What I find so ultimately disappointing about many of these posts is they include content from fellow Latinx people. We have the right to make fun of ourselves before anyone else does. However, I find them disappointing because none of the videos are actually saying anything clever or unique about the Latinx experience. They’re just checking the boxes for the traits some young Latinas possess and then mocking them. They wear hoops! They have accents! They eat hot cheetos in class!!!!!

It’s the plague of relatability rearing its head in plain view. Why are we jumping to ridicule ourselves when the jokes aren’t even funny?

[A definitive ranking of the top eight ‘WAP’ remixes]

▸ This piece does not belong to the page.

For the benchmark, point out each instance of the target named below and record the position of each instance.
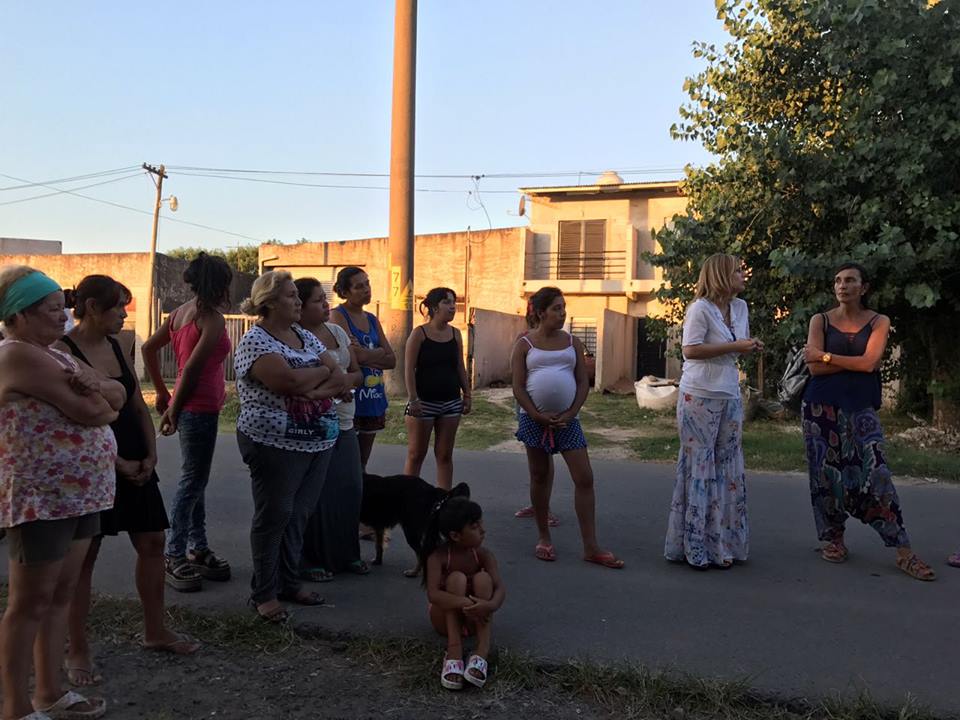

Many teens on the app immediately deflect claims suggesting the caricature could be racist. We must remember they are just that — teenagers — and teenagers are not the most adept at thinking logically. But about 40 percent of TikTok users are between the ages of 16 and 24, which means that along with all of the creators posting videos and mocking this group of girls, many more are watching themselves being ridiculed to some capacity on screen.

In one video, a creator accused of racism posts a reply of her laughing exaggeratedly, then responding “You are racist for thinking a specific race can only act the way I did in the video.” 

That could be a fair argument, if it existed in a vacuum. But this response is willfully ignoring the fact that stereotypes are rooted in racist generalizations. You don’t have to literally paint your skin a darker color for people to understand you’re biting elements of a culture that does not belong to you — and looking stupid while doing it. 

While this case may be less severe than the countless, exhausting examples of digital blackface and blackfishing we see every day, it still carries weight. It comes as a stark and confusing contradiction that the same TikTok generation that is so fiercely progressive about social progress and human rights is comfortable adapting their content creation to this simple form of classist, racist bullying. Frankly, it also just sucks. Can’t the girls just eat their snacks and live in peace? Besides, if you people knew anything, you’d be aware that she’d rather eat Takis anyways.